Another boy with a gash on his cheek and tears in his eyes lay under a blanket. A third, his face covered in blood, waited for treatment.

Within hours of the lapse of a week-old truce between Israel and the Palestinian group Hamas which runs Gaza, the enclave's health ministry reported that 54 people had already been killed in Israeli air strikes.

Reuters footage from Nasser Hospital, the second largest in the Gaza strip, showed a steady stream of wounded being brought in as other people wept outside beside bodies of loved ones killed in strikes.

Aid groups and the United Nations say a small fraction of health facilities in the devastated enclave are still functioning and those are in no shape to handle a new wave of casualties.

"Hospitals across Gaza lack the basic supplies, staff and fuel to deliver primary health care at the scale needed, let alone safely treat urgent cases," U.N. Secretary-General António Guterres said on Thursday.

Gaza had 2.3 million residents before Israel began a bombardment and ground invasion in response to the Oct. 7 rampage by Hamas, when Israel says gunmen killed 1,200 people and took 240 hostages.

Palestinian health authorities that the U.N. deems credible say more than 15,000 Gazans have been confirmed killed and thousands more are missing and feared buried under rubble. The U.N. says as many as 80% of the population may have been driven from their homes.

"Gaza's health system has been crippled by the ongoing hostilities," Dr Richard Peeperkorn, the World Health Organisation's representative in Gaza, said.

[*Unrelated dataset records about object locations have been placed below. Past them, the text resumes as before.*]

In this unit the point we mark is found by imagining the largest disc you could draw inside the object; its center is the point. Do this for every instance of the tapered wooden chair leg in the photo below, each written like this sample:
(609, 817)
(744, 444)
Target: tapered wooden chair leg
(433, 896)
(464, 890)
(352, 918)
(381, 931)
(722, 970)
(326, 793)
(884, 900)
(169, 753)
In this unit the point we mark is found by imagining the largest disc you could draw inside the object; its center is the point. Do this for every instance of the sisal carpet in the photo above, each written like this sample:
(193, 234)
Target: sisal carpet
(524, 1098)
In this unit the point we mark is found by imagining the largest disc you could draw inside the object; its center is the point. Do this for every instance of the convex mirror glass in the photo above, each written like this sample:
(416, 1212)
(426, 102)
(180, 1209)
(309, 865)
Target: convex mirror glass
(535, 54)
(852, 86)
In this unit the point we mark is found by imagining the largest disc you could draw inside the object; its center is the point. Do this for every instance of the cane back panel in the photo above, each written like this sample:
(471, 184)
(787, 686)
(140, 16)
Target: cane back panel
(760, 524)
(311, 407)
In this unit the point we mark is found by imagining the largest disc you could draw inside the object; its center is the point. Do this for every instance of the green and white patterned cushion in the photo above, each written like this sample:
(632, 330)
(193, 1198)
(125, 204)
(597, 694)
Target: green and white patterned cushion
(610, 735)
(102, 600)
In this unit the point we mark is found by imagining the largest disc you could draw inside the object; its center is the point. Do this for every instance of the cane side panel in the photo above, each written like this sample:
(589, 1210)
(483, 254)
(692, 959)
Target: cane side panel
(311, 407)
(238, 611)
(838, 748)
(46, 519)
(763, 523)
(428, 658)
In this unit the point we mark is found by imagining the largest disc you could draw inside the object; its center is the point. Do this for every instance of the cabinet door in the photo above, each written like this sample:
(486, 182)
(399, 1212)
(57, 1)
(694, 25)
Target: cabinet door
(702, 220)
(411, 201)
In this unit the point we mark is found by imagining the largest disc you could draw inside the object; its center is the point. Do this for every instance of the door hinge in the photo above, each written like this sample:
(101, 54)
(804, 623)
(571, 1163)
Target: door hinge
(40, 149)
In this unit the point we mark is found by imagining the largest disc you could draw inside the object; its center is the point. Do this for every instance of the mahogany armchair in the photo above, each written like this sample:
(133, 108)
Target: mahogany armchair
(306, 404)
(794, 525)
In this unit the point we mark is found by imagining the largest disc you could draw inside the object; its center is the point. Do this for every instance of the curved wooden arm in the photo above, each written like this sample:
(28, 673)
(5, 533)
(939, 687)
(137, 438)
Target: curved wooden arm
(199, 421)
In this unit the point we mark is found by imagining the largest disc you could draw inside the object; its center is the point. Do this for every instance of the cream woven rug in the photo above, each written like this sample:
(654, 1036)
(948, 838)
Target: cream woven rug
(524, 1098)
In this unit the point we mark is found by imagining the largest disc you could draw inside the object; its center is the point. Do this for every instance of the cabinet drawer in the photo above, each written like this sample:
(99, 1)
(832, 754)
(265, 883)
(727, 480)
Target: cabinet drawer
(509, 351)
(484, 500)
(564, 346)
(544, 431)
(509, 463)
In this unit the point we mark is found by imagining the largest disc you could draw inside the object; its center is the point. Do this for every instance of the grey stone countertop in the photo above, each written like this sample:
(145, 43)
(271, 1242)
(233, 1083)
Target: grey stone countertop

"It cannot afford to lose any more hospitals or hospital beds," he told reporters by video link. "We are extremely concerned about the resumption of violence."

Rob Holden, a WHO senior emergency officer, told the same briefing that he had visited Al Ahli Hospital in Gaza City on Friday morning.

"The only way to describe it is like a horror movie when you walk in there," he said, adding that there were "patients on the floor with the most traumatic injuries that you can imagine".

Humanitarian officials say fuel is critically needed to keep hospitals functioning and the U.N. on Friday described the hostilities as "catastrophic".

After Israel resumed its military campaign on Friday, the entry of aid and fuel trucks for Gaza at Egypt's Rafah crossing halted. The quantity of aid delivered had increased during the truce, though aid officials said it was still far less than what was needed.